Fraser's pursuit for the best seeds and wild edibles is all part of her goal to push the limits of her home region and prove how special the land is here. Food, she says, is "one of the few platforms that we have to get people to pay attention to the fact that the land is worth more than just development. We want to see what the potential of the area is and see how we can make it integral — have it make sense."

Everything she does is with the future in mind, not just for this season, but five or ten years down the road.

The property at Pearl Morissette is already stunning in the summer — peaches hang from trees in the small orchard, the gardens burst with bright green herbs and tiny red berries, grapes ripen slowly in the vineyards, wildflowers dot the landscape, but Fraser and everyone else on staff here, chefs, servers, winemakers and vineyard managers alike, envision even more.
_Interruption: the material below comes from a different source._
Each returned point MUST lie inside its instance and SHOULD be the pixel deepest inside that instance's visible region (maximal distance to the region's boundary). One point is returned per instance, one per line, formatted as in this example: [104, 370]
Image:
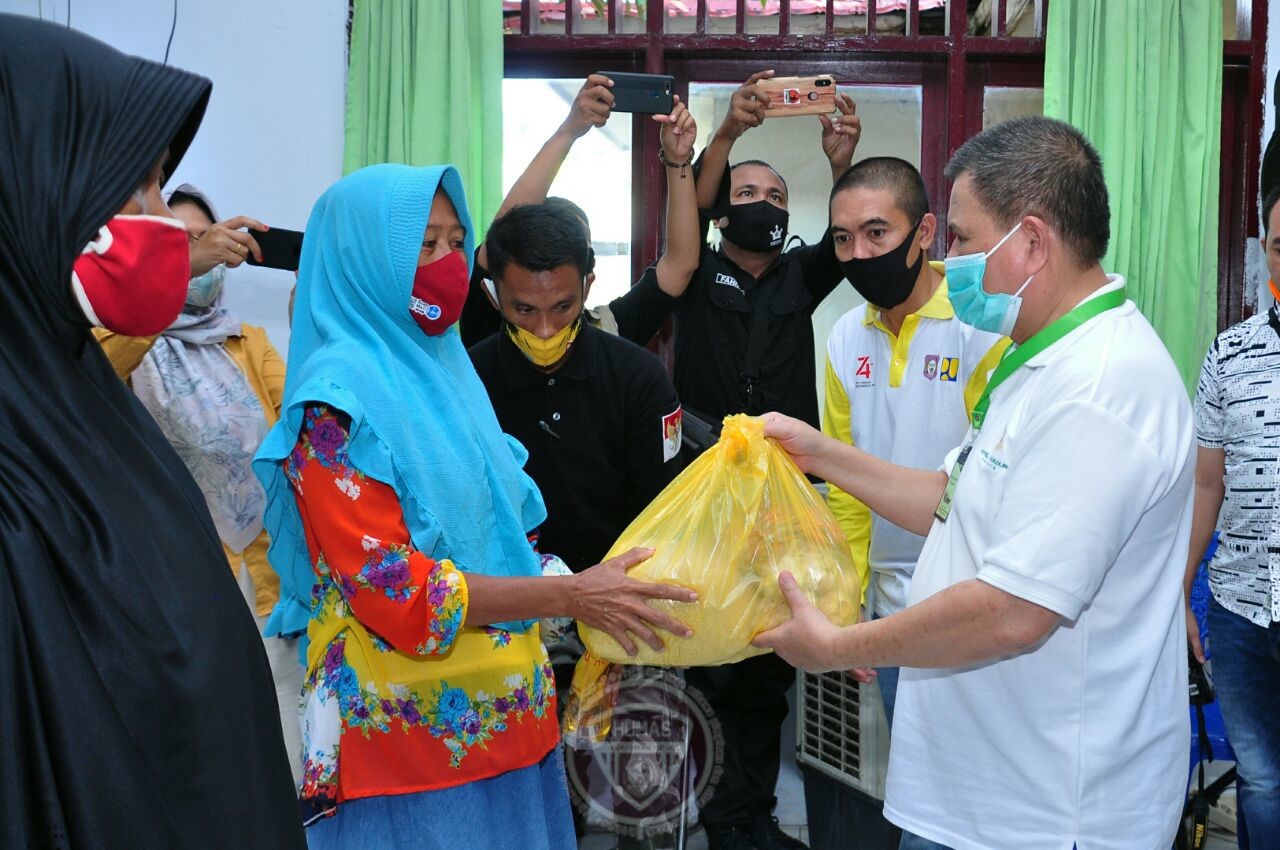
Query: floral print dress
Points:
[400, 694]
More gardens, more biodiversity, more tree cover, more beauty and more deliciousness right outside the door of the restaurant.

"I've been saying all along that the land is interesting and there's potential, but to find some other random group of people in Niagara, which I thought did not exist, who are saying the same thing and finding ways to say that through other methods, whether on the plate or in a glass, is amazing," she says.

"It's a spot that we all care about because no one here is going anywhere — this is it; this is the spot."

The Restaurant at Pearl Morissette
3953 Jordan Rd., Jordan Station, Ont.